We are entirely into the gardening season, and I am protecting my wildflowers that grow along my front wall with polite signs (and additional cartoon butterflies), asking neighbours kindly not to “weed”.  I am the only person along my row of terraces to allow the flowers to grow freely. Last year, we had red admirals breeding in the low-lying pellatory-of-the wall and plenty of solitary bees and wasps foraging among the dandies and groundsels. This year,  a tiny aubretia appeared from nowhere. I hope they grow into a fine clump of purple.

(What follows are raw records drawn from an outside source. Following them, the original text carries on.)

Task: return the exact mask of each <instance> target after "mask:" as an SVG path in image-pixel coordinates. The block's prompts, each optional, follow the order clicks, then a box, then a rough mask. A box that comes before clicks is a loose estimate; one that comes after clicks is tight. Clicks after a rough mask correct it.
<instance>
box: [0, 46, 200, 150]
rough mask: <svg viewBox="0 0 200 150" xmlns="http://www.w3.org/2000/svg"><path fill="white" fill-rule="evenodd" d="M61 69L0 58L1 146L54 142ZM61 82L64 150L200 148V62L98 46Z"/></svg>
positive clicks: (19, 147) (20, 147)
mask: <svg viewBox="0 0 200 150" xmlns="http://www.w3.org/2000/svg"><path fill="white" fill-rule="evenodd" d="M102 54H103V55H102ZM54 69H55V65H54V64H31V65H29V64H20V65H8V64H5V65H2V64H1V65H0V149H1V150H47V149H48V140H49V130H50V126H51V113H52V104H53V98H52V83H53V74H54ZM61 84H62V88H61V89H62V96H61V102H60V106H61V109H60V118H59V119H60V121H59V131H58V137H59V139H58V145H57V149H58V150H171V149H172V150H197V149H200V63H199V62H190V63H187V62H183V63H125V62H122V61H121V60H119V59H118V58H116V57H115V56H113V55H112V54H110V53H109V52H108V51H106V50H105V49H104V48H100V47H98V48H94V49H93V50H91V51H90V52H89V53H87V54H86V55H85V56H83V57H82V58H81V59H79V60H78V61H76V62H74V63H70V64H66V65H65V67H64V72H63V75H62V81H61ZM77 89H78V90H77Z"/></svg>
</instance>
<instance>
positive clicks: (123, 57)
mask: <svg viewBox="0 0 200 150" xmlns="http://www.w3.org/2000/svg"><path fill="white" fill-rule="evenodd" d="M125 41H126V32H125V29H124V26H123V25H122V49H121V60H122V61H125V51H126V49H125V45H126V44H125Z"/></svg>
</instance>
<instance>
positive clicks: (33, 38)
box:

I understand gardening, and even farming, sometimes require us to make choices in confined places. Who do we allow to grow in order to save others? The balances are difficult, given Britain’s appalling declines in wilder species and their flolocas. Instead of using the words “weeds” and “weeding”, I want us to use alternatives that are more compassionate and positive – less derogatory and prejudiced. I offer “spulling” (selective pulling) at least, as the verb to describe the activity – we spull some wildflowers when they are too dominant over others, for instance, in order to save vegetables, crops, or other flowers we might be encouraging. As kin, we may choose to transplant them to places where they may thrive. In my community flolocas, there are no weeds, just herbs, wildflowers, flowers, plants…

I have “retired” from Twitter after 12 years. But I have an Instagram account @wordlycreations, where I offer more of my neologisms. I hope to “see” you there one day. Meanwhile, seemingly stuck between a rock and a hard place, I know I have cancer again (at least, a small tumour in the breast), but I don’t yet know the type of cancer and any treatment plan (more spulling, I hope). That is until tomorrow.

Tomorrow, I’ll know more.

Whatever the outcome, just knowing can help manage daily acceptance. My acceptance is to continue loving and living, do what I am best advised to do by the experts, and trust in the life-saving, healing processes once more.  This isn’t a fight, more a (rocky) path I need to travel. I hope it takes me to good living communities full of beautiful wildflowers, their valued symbiotic bacteria/fungi, and their gorgeous pollinating friends.